Following that success, the Denver Broncos hired Hackett to be their head coach on the heels of acquiring quarterback Russell Wilson in a trade with the Seattle Seahawks. His tumultuous tenure ended before the conclusion of the 2022 season, with the Broncos firing him after a 4-11 start. Hackett reunited with Rodgers as his New York Jets coordinator the last two seasons (2023 and 2024) before reconnecting with LaFleur.
Hackett will be in a nearly identical role this season as Luke Getsy was for Green Bay last season. Getsy was LaFleur’s quarterbacks coach from 2019-2021 before working as an offensive coordinator for the Chicago Bears (2022-2023) and Las Vegas Raiders (2024).
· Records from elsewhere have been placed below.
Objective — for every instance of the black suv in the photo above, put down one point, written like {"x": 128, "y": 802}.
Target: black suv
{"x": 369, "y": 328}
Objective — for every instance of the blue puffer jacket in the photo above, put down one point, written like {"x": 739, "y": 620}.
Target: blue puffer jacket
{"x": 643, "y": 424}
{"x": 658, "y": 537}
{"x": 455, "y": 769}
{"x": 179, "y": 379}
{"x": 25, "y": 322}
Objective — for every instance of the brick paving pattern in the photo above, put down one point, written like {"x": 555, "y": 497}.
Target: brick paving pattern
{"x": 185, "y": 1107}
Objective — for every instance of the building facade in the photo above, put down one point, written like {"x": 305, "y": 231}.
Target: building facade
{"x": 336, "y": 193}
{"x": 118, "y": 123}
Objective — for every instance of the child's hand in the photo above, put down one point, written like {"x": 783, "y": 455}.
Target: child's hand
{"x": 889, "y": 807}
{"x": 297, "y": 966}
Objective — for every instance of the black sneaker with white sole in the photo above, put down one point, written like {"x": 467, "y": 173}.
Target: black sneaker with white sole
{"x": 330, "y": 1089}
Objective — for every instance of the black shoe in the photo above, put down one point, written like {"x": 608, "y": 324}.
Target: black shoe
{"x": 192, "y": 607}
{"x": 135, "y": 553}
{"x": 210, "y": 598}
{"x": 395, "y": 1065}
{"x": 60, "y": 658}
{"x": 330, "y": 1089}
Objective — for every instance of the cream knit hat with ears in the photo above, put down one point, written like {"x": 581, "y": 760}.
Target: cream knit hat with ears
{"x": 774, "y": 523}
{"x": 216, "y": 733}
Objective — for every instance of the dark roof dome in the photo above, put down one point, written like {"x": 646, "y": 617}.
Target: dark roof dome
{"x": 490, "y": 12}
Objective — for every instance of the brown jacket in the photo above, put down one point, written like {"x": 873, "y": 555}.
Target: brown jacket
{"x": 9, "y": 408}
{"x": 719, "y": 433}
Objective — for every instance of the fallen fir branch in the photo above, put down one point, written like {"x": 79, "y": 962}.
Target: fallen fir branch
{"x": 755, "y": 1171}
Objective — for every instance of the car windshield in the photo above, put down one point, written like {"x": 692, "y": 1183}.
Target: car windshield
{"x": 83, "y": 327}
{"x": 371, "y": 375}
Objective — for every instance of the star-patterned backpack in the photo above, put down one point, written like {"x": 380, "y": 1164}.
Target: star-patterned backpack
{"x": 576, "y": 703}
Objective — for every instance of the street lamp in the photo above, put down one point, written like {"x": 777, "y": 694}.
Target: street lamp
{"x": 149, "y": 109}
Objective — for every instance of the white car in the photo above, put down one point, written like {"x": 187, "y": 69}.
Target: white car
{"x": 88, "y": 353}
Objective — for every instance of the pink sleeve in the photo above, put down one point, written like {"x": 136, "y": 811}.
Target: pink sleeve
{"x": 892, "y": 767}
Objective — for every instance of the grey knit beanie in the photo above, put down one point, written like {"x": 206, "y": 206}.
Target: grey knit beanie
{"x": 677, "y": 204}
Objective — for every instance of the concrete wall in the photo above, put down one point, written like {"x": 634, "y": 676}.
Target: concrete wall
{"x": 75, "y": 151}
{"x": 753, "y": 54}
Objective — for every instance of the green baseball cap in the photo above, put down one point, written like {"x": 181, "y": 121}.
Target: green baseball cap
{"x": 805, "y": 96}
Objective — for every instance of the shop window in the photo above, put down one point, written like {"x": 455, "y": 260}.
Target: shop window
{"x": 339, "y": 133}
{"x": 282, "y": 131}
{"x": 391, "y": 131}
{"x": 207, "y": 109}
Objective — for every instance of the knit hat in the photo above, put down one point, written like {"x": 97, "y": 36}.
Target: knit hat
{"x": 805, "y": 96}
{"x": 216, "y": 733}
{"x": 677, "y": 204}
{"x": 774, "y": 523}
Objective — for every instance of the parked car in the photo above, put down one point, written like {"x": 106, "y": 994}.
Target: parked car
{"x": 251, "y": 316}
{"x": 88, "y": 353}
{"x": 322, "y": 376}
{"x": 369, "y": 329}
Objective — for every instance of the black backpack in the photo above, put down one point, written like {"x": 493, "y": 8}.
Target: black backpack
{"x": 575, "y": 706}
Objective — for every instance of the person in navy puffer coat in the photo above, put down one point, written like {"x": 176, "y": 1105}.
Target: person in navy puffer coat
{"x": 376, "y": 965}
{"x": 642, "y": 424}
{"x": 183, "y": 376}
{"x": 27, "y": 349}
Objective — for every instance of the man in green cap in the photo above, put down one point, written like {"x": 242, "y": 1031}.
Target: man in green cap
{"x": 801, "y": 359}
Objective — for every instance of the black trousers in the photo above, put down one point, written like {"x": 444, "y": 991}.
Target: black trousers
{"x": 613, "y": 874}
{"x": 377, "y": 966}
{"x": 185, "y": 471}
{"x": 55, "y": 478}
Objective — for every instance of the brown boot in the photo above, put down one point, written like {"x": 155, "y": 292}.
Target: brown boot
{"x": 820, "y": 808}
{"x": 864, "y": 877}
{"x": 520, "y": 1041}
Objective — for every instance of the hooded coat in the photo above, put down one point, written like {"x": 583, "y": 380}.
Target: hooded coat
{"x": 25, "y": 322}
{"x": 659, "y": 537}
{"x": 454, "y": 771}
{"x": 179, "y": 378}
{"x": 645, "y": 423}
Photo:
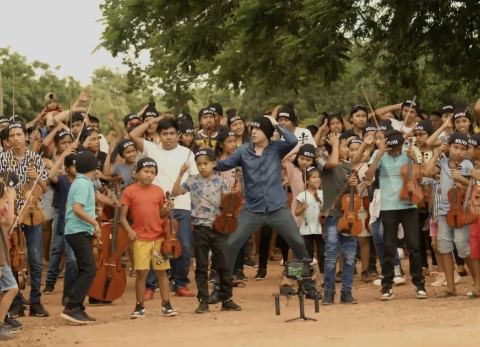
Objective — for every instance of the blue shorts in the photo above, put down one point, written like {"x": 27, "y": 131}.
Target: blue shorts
{"x": 7, "y": 281}
{"x": 448, "y": 236}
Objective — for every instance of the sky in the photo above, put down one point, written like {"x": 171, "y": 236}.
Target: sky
{"x": 58, "y": 32}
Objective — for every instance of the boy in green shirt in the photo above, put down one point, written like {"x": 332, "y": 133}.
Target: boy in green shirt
{"x": 80, "y": 225}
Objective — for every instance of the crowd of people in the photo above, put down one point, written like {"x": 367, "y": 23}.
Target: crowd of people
{"x": 365, "y": 187}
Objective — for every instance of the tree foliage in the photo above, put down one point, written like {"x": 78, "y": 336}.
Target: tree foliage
{"x": 281, "y": 47}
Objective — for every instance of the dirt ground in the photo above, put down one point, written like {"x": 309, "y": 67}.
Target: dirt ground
{"x": 404, "y": 321}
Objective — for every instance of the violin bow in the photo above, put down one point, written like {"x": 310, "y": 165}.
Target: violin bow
{"x": 370, "y": 107}
{"x": 305, "y": 190}
{"x": 408, "y": 113}
{"x": 86, "y": 116}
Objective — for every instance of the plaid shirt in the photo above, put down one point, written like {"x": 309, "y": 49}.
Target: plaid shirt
{"x": 8, "y": 162}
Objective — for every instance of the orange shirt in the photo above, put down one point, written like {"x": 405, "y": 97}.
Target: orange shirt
{"x": 144, "y": 204}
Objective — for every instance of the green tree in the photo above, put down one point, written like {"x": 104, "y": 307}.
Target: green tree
{"x": 25, "y": 84}
{"x": 278, "y": 47}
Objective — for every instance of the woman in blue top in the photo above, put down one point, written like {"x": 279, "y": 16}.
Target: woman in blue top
{"x": 388, "y": 160}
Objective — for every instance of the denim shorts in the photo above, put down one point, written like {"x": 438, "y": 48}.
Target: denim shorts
{"x": 7, "y": 281}
{"x": 448, "y": 236}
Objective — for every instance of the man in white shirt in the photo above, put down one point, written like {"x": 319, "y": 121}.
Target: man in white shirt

LaFleur brought Getsy back after the Raiders fired him in Week 9 last season. Getsy returns to the offensive side of the ball in 2025 as a senior offensive assistant for Green Bay.
“We’ve got kind of a history of this with guys that are kind out there and certainly, he’s a guy that I really respect, and we’ve had a lot of great times together,” LaFleur said of Hackett on Thursday. “And he’s kind of coming in and doing an analyst role for our defense. Last year, we used Getsy in a similar role as that.”
Offensively, the Packers were a strong unit in 2024, finishing in the top 10 of the league in both scoring offense (27.1 points per game, eighth) and red zone offense (59.4% red zone touchdown rate, 10th). Defensively, Green Bay was top 10 in scoring defense (19.9 points per game allowed, sixth-best) under new defensive coordinator Jeff Hafley, but it could use some help in the red zone, Hackett’s former specialty in his first Packers go around.
The Packers defense allowed a 60% red zone touchdown rate, which ranked 20th in the league in 2024. Hackett giving Green Bay’s defense some pointers inside the 20 could turn out to be quite beneficial. LaFleur noted Hackett worked with linebackers, typically the quarterbacks of the defense, to start off his second Packers tour of duty.
Hackett will be doing the reverse of what his former Jets boss, Robert Saleh, did in Green Bay last season when LaFleur brought the ex-New York head coach in after he was let go to provide a defensive point of view to his offense in 2024. The San Francisco 49ers hired Saleh to be their defensive coordinator for 2025.
“I just think it’s a fresh perspective,” LaFleur said. “Especially when you take a defensive guy and put them on offense and vice versa, and offensive guy on defense, it gives you a little different lens to see it through and talk through. And so, he’s sitting in with all our, with our defensive staff, and he’s been in the linebacker room and kind of just going through the film and, you know, gives them a good offensive perspective. He’ll [Hackett] be in and out throughout the course of the year.”
The first time LaFleur saw this practice utilized was when he was a member of then-head coach Dan Quinn’s Atlanta Falcons coaching staff in 2016 when Raheem Morris was moved from being Atlanta’s defensive passing game coordinator to wide receivers coach. That season, Falcons quarterback Matt Ryan earned NFL MVP honors en route to leading Atlanta to an NFC championship. Atlanta notoriously blew a 28-3 in a 34-28 Super Bowl LI overtime loss against the New England Patriots.
LaFleur was the Falcons quarterbacks coach that year under offensive coordinator Kyle Shanahan. LaFleur, Shanahan (San Francisco 49ers), Morris (Falcons) and Quinn (Washington Commanders) are all NFL head coaches today.
“It really happened back when I was in Atlanta in 2016 with Raheem Morris. We moved him from defensive backs, I think he was our passing game coordinator by title at the time, and moved him over to offense as a receiver coach,” LaFleur said. “I just thought it was, what a cool perspective to get the other side of it.”
Perhaps Hackett providing the other side perspective to the Packers defense, particularly in the red zone, could be what Green Bay needs to break through in the postseason for its first conference championship game appearance with starting quarterback Jordan Love.